Following the Toronto Maple Leafs for the last couple of seasons have been an astonishing view into the advanced stats debate in the sport. The Leafs would get off to these fast starts only to fall off (last season spectacularly), and the advanced stats usually bore the warning signs that a demise was coming. Some denied it, but the Leafs amazing capitulation at the end of last season could well end up changing not only that organization but the rest of hockey for the better. Now out go some of Brian Burke's brain-trust, who were some of the true old school in hockey executives, and in comes a 28 year old who has made his name in turning a junior hockey club into one of the best in all of hockey for advanced analytics. Finally, the supposed $10 million analytics budget will now be spent instead of collecting dust in a Rogers utility closet. As amazing as it was that the NHL's glamor franchise was so adamantly against advanced stats as the team became the game's biggest case study, it's for the betterment of everyone that has finally changed.

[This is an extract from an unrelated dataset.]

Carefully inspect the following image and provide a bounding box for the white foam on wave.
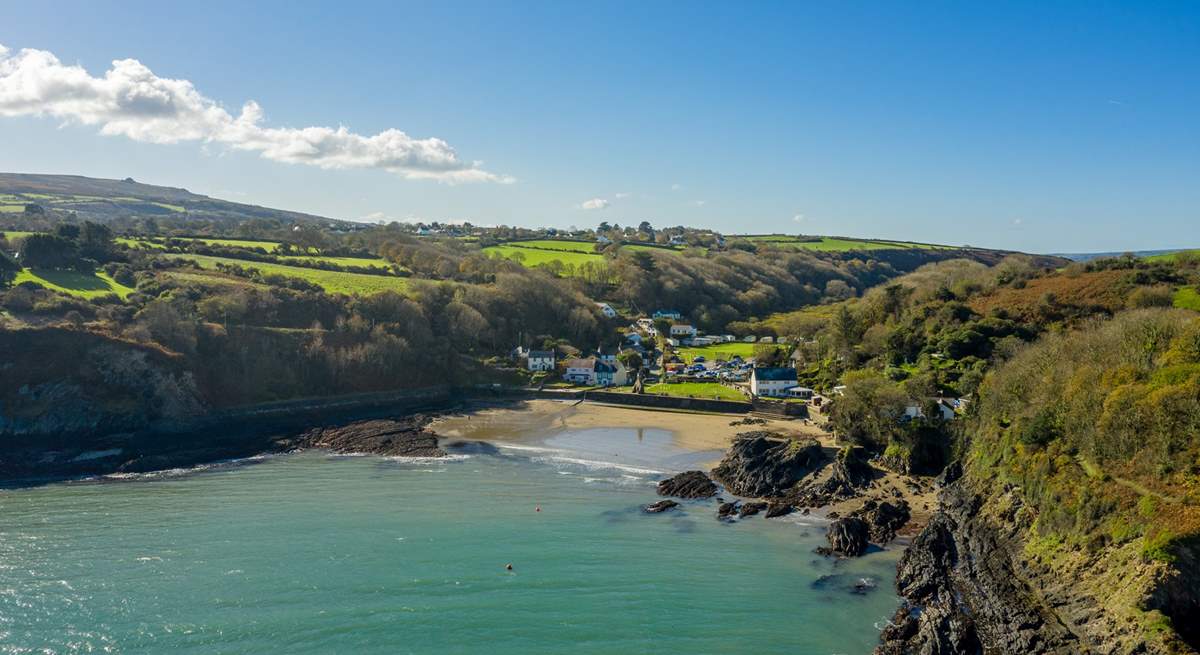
[96,453,277,483]
[529,454,662,476]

Hockey is not near baseball in terms of widespread acceptance of advanced stats just yet, but as a sport hockey has come a long way. Fans are blessed with the advent of sites like Extra Skater and Boucher Scouting being greater among equals, and public figures who have already accepted them like James Mirtle, Tyler Dellow and others who have made advanced stats as mainstream as they can be. Turn to them if you want a numerical and analytical approach to what the Leafs hiring Dubas will really mean for hockey's biggest team, but in terms of a global perspective something has to move the needle, and this may well be the move that makes it. Not necessarily insofar as individual teams, since it's common knowledge that if most teams don't use Corsi and Fenwick they use their own numbers for analytic purposes, but maybe for the public that hasn't yet accepted the role of these stats. What stock you individually put in them is up to you, but as a piece of an overall analysis they have proven to be remarkable sturdy in predicting future outcomes and giving us a clue into a deeper performance by players and teams.

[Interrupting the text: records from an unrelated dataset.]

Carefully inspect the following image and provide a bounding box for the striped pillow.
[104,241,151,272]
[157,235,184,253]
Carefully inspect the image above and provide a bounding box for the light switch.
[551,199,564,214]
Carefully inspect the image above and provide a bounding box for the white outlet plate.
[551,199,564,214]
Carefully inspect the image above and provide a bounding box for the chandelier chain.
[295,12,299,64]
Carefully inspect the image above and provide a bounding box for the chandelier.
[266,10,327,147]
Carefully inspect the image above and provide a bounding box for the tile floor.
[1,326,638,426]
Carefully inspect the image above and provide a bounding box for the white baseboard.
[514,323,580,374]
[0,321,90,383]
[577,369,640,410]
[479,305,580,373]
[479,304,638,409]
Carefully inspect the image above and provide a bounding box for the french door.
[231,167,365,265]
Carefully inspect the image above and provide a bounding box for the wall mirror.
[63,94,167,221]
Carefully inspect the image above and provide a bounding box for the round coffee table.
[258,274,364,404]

The Leafs being the battleground team was important to move the debate along, and now what the Leafs have just done is important for the widespread acceptance of analytics on a larger scale. Even among some hockey fans who have incorporated things like PDO into their basic analysis, the Leafs going in the direction of advanced stats will have more people turning to sites like Extra Skater, or even asking the basic question of "what is Fenwick anyway?" and hockey absolutely will be better for it.
In Toronto this is being analyzed, dissected and carved up in almost every measurable way, and for the "center of the hockey universe" to be having this discussion in the dead of summer about something that 2 years ago would have been regarded as almost witchcraft is a bit of a watershed moment. Soon we'll find out more about newer stats to tell us about true possession of the puck, or how a goaltender has really been performing, or maybe even what individual teams are using as their advanced stat of choice. The tip of the iceberg was found years ago, and now most of the hockey world is finding out how deep the iceberg goes, and as baseball found out with moneyball and the A's years ago, that's how the sport will move into the future and adapt with the times.
Maybe this will start the trend for casual fans talking about a players FF% in the same breath as they talk about his compete level and truculence soon enough.